5.
Bab 5
"Kaisar sejak kecil memang sangat rentan. Tubuhnya mudah terserang sakit. Metabolisme tubuhnya tidak stabil dan ia memiliki alergi. Bapak Surya meminta saya menjelaskan perihal Kaisar kepada Mbak Aldira. Jadi ...."
Dokter umum yang siang tadi datang ke rumah Surya Salim, memberikan penjelasan panjang lebar tentang kondisi fisik Kaisar. Remaja yang tubuhnya sedikit gemuk itu ternyata sering jatuh sakit. Kebanyakan, faktornya akibat makanan dan pola hidup tidak sehat. Dokter sudah menyarankan agar Kaisar diberi pola makan dan istirahat yang baik dan ketat, tetapi pemuda itu tak pernah mengikuti.
"Bibik gak kurang-kurang siapin makanan sehat, Mbak, tapi ya itu ... susah banget atur selera makan Mas Kai." Bibik menjelaskan juga saat Aldira bertanya mengapa Kaisar tak pernah diberikan jadwal dan pola makan yang sehat. Pertanyaan itu juga menjawab mengapa kulkas besar yang ada di dapur rumah itu sebagian besar berisi makanan beku siap saji, alih-alih sayur dan buah. "Dia itu sukanya jajan. Sayur dan buah kurang suka. Buah pun dia cuma mau dua atau tiga jenis saja. Kalau pesan makanan, sukanya yang cepat saji. Pizza, burger, ayam tepung, makanan pedas-pedas, seblak, padahal dia tahu perutnya gak kuat dengan pedas dan soda. Mas Damian, tahu adiknya begitu juga cuek aja, gak pernah bantu Bibik larang dan kasih arahan ke Kaisar."
Aldira semula tak menyadari dan cenderung cuek saat banyak kurir makanan mengantar camilan pesanan Kaisar. Ia tak ingin terlalu ikut campur pada kegiatan remaja itu. Namun, mengetahui fakta kesahatan Kaisar yang sebenarnya tak bisa makan sembarang, Aldira jadi gemas ingin menegur keras anak itu.
Lalu Gio. Anak ketiga Surya yang ternyata sangat malas belajar. Bibik memberi informasi bahwa Gio nyaris tidak pernah mengerjakan tugas sekolah. Wali kelas Gio kerap menghubungi Surya tetapi tak begitu digubris karena Surya sudah terlampau sibuk bekerja.
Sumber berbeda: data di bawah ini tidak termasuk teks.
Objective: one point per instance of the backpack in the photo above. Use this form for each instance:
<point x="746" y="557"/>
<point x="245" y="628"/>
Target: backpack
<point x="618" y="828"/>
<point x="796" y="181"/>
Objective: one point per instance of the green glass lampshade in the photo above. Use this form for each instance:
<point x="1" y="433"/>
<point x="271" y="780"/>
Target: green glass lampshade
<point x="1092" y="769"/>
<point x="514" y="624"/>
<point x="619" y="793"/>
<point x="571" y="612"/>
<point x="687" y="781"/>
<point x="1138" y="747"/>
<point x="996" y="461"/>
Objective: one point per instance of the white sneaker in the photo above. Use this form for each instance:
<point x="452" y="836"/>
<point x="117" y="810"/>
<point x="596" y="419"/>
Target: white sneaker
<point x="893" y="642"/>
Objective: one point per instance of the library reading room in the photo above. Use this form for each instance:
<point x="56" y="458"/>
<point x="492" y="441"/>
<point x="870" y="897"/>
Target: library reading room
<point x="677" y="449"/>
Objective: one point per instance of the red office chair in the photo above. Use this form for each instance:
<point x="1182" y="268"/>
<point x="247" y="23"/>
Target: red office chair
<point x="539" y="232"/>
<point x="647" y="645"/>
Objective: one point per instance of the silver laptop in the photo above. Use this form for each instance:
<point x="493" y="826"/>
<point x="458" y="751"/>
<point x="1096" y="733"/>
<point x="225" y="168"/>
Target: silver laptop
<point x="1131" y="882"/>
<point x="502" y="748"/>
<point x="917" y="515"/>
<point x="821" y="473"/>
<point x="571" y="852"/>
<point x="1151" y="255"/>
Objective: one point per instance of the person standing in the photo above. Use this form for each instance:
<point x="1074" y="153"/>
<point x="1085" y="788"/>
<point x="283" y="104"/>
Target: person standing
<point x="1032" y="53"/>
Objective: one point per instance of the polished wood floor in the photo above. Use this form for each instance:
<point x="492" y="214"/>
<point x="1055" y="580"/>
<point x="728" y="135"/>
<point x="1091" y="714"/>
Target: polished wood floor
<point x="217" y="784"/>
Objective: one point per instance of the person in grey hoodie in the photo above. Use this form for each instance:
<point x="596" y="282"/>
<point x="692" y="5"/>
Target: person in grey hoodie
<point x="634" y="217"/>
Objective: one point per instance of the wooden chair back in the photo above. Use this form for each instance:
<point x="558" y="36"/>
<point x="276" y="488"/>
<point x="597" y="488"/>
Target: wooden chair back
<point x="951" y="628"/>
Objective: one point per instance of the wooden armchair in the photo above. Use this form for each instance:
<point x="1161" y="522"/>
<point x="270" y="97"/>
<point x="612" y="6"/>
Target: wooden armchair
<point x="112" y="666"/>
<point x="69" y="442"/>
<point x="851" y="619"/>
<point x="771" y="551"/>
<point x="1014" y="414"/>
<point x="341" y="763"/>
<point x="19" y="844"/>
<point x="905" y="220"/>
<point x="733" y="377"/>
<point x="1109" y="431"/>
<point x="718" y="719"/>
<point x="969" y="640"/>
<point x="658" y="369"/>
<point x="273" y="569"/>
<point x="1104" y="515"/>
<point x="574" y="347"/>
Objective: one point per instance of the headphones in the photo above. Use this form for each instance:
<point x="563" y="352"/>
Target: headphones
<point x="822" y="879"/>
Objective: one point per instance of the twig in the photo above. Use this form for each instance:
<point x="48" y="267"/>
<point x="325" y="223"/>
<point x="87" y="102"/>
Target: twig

"Gio tidak bodoh. Kata wali kelasnya saat Bibik ambil rapor semester awal dia, Gio selalu bisa mengikuti mata pelajaran di kelas. Dia pandai matematika dan Fisika. Dia hanya terlihat malas pada pelajaran seni dan bahasa. Guru-guru Gio sudah hapal kalau anak itu pasti tidak mengerjakan tugas sekolah di rumah, jadi dia dapat ancaman akan dihukum. Tapi ya gitu, tetap gak garap tugas dan pilih bolos sekolah."
Pantas saja Surya Salim tak menawar gaji yang Aldira minta. Permasalahan anak-anak pria itu ternyata cukup pelik dan membuatnya memijat pelipis. Ia tidak pernah jajan sembarangan seboros Kaisar dan semalas Gio dalam bersekolah. Baru ini ia melihat anak orang kaya yang tak bisa menghargai kenyamanan dan fasilitas mewah yang kehidupan beri kepadanya.
Mau jadi apa mereka sepuluh atau dua puluh tahun lagi jika gaya dan pola hidup mereka tak segera dibentuk dengan baik. Salah Surya juga yang terlalu cuek pada anaknya dan hubungan mereka yang benar-benar buruk. Belum lagi, tabiat Surya yang selalu membeli kepuasan seksual dengan perempuan yang berbeda.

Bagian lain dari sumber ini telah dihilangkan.